= Miriam Frank =

American LGBTQ+ and labor historian

Miriam Frank is an American historian of LGBTQ+ and labor history, best known for her book Out in the Union: A Labor History of Queer America.

== Early life and education ==
Miriam Frank was born on 26 February 1947 in New York City. She lived in Newark with her family.

Frank was educated at the School of Writing.

== Career ==
Miriam Frank's work focuses on the intersection of labor and LGBTQ+ history.

She began teaching in Detroit at Wayne County Community College in the 1970s before moving to New York City in the 1980s to teach at New York University until her retirement in 2014 at the age of 67.

Starting in 1994, she began interviewing gay and lesbian union members as part of the project that would become her book, Out in the Union: A Labor History of Queer America.
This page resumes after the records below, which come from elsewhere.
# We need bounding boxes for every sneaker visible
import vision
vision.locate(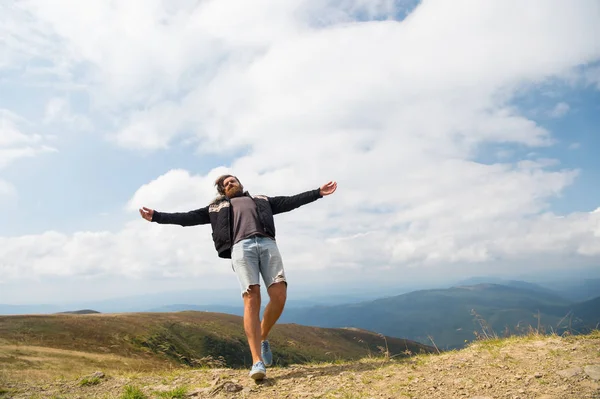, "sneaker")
[260,341,273,367]
[250,361,267,380]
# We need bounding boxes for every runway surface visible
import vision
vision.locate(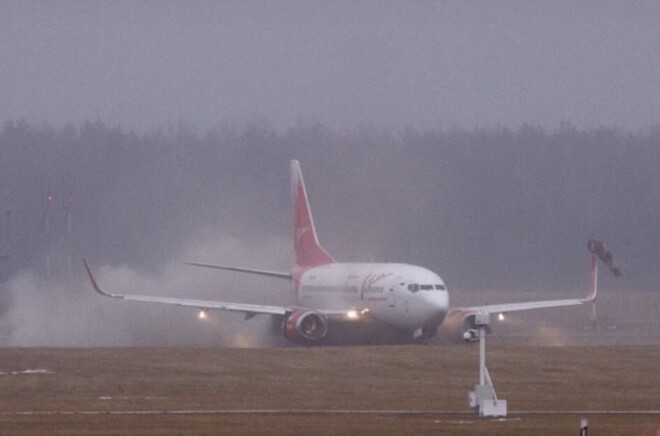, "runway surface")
[0,409,660,416]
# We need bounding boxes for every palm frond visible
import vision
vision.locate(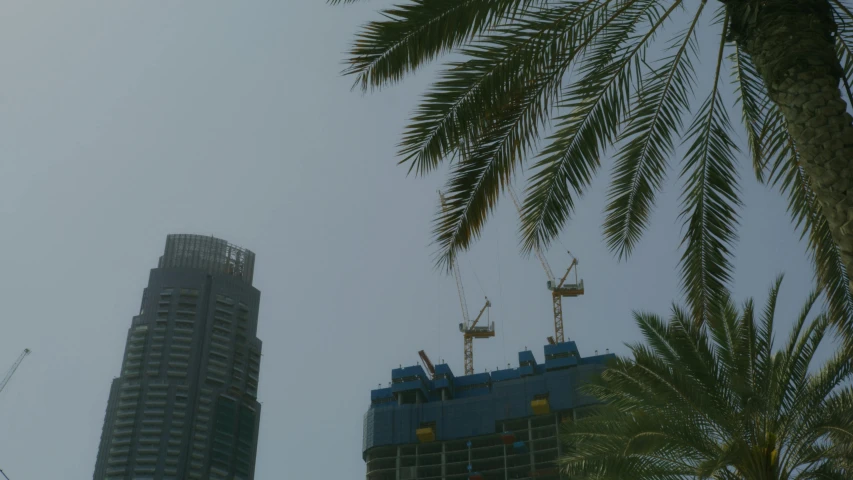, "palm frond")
[521,0,681,252]
[680,13,741,319]
[399,0,601,175]
[604,3,705,258]
[772,135,853,338]
[344,0,546,91]
[561,278,853,480]
[730,44,775,183]
[434,82,538,269]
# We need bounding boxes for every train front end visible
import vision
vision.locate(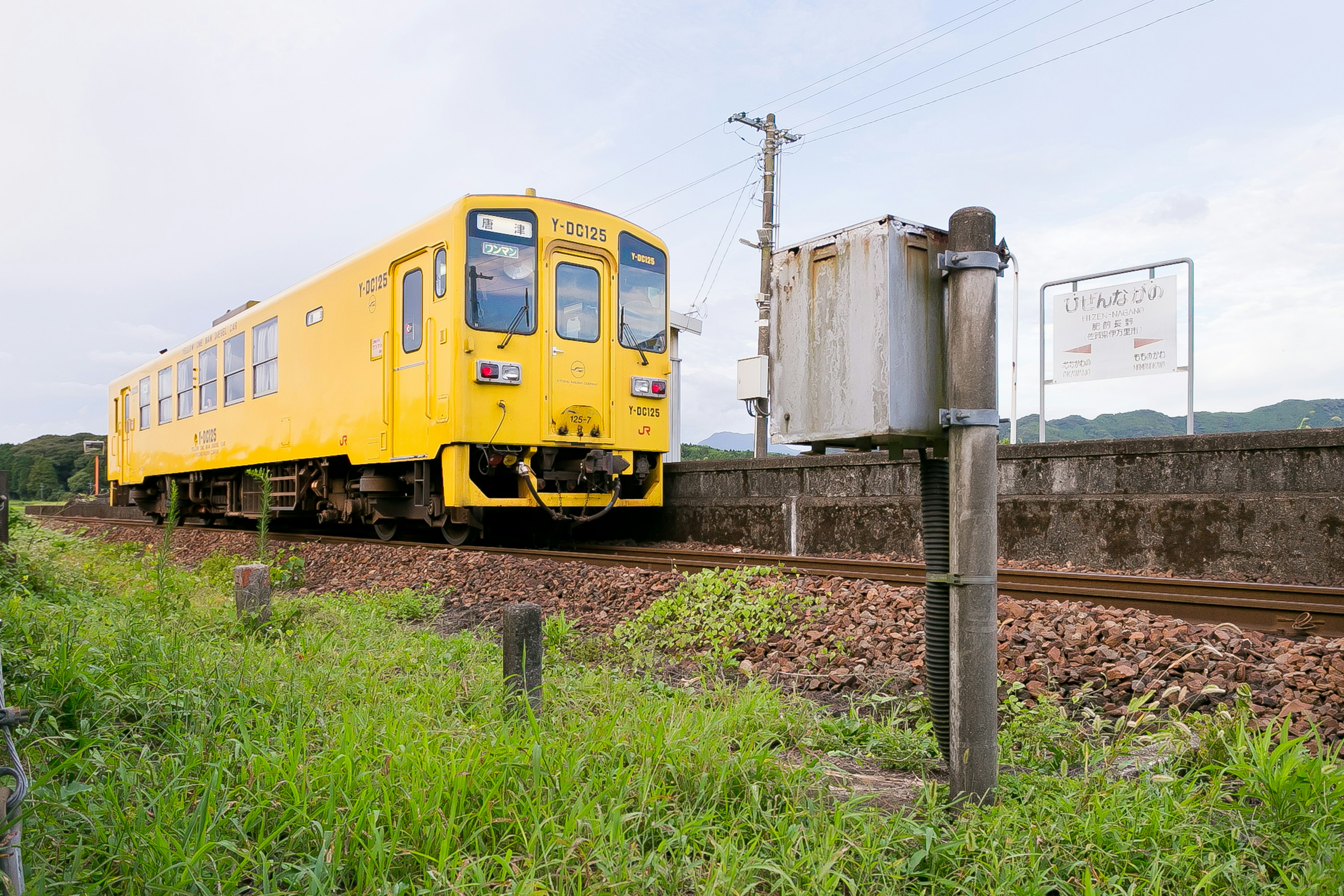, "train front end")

Completing 79 interviews between 1994 and 2009, these reside at NYU's Tamiment Library and Robert F. Wagner Labor Archives.

During the 1990s she also worked on and published alongside Desma Holcolmb to create Pride at Work: Organizing for Gay and Lesbian Rights in Unions as a guide for gay unionists to advocate for themselves in the workplace.

== Bibliography ==
=== Books ===
- Out in the Union: A Labor History of Queer America, Temple University Press, 2014.

=== Pamphlets ===
- Pride at Work: Organizing for Gay and Lesbian Rights in Unions, 1990.